Another variable found to be associated with more expensive cases in our study was the absence of a dedicated urology scrub technician to assist in the case, whereas a dedicated circulating nurse had no effect. In our institution, the scrub technician has the primary responsibility for pulling and opening the appropriate equipment, assembling and preparing the equipment, and is scrubbed during the case assisting the surgeon. Subsequently it is intuitive that a well-trained scrub technician could reduce operating room time and minimize the impact of the circulating nurse. This is likely related to efficiency as previous studies have shown that utilizing consistent non-physician staffing in the operating room results in improved efficiency and decreases the overall length of operation. ²⁰ To our knowledge, our analysis of ureteroscopy cases is the first to investigate these multiple variables simultaneously and evaluate for interactions that may potentiate or mitigate their significance.

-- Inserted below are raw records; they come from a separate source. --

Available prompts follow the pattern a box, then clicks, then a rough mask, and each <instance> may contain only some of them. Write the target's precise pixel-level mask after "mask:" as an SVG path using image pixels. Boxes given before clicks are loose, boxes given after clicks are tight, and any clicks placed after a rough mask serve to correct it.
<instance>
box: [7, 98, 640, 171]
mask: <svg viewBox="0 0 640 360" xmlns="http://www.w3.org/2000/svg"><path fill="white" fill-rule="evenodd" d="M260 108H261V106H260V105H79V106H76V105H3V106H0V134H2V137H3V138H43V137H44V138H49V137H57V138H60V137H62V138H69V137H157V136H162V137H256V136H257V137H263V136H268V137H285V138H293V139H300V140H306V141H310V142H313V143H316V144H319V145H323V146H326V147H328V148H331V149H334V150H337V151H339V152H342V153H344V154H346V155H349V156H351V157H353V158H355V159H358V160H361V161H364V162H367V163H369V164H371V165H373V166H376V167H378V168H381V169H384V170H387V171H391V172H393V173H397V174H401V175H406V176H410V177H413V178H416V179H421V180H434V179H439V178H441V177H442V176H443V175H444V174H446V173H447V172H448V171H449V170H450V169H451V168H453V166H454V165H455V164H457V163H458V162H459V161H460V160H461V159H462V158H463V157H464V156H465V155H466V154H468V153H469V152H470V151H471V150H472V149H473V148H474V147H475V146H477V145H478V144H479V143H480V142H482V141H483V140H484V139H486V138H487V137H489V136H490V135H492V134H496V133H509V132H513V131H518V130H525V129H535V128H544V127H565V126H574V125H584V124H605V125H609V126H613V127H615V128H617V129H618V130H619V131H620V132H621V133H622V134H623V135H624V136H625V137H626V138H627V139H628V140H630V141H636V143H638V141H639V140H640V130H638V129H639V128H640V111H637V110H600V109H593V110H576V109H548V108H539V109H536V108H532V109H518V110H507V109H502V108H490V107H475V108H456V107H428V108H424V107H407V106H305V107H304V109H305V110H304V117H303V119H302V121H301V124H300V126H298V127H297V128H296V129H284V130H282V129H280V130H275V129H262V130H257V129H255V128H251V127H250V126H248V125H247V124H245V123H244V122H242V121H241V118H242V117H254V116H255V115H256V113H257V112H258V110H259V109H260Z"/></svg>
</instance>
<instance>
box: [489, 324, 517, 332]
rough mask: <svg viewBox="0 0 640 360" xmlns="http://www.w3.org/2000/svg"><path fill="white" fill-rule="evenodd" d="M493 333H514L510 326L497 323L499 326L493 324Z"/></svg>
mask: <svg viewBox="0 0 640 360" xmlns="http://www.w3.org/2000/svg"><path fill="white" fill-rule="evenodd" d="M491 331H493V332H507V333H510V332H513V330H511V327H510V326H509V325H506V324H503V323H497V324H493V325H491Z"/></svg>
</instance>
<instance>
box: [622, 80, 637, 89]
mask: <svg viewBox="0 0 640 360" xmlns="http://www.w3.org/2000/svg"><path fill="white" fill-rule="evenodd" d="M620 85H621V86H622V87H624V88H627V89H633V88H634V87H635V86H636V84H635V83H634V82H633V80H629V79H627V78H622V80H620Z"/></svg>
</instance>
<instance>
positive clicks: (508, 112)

We acknowledge that other factors that were not significant or were not examined in our study could contribute to the cost of ureteroscopic procedures. In a prospective multicenter trial by Humphreys and colleagues that investigated the efficacy of stone dusting vs basketing, it was shown that basketing procedures had significantly longer operative times than dusting procedures. ¹⁰ We did not find a similar association; however, the majority of the patients in our cohort underwent dusting, thus limiting the power to detect a difference between those two modalities. There is also evidence that laser fibers have an impact on case cost. Chapman et al. found that despite the initial cost, disposable laser fibers were more cost-effective than reusable laser fibers for ureteroscopic lithotripsy because disposable fibers caused less damage to the ureteroscope and negated resterilization costs. ⁸ Even though the authors suggested that disposable laser fibers saved time, time was never investigated as an independent variable against cost of ureteroscopy. At our institution, laser fibers were all disposable and subsequently, we were unable to compare the cost-effectiveness of disposable and reusable fibers. In addition, our institution holds a vendor contract that covers the cost of ureteroscope repairs for the duration of the contract. Thus, we were unable to determine the impact of ureteroscope repair on case cost, which other institutions must take into consideration. Furthermore, our institution does not use disposable ureteroscopes, and subsequently, the effect of these disposable ureteroscopes on cost could not be determined. Also, this retrospective analysis was unable to account for the cost of wasted equipment (open/unused supplies) or wasted operating room time (nurse leaving to get equipment not present in the operating room and equipment malfunctions). Future prospective studies designed to evaluate the cost of these factors will be necessary. Despite these limitations, we feel that our novel analysis highlights that operative time is the dominant driver for case cost during ureteroscopy.

Conclusion

Operating room time is the primary determinant of case cost during ureteroscopy. Indirect factors that can increase procedure cost include large stone burden, resident training, and availability of dedicated operating room staff. All efforts should be made to decrease operative time to decrease cost, although balancing patient safety and maintaining resident education.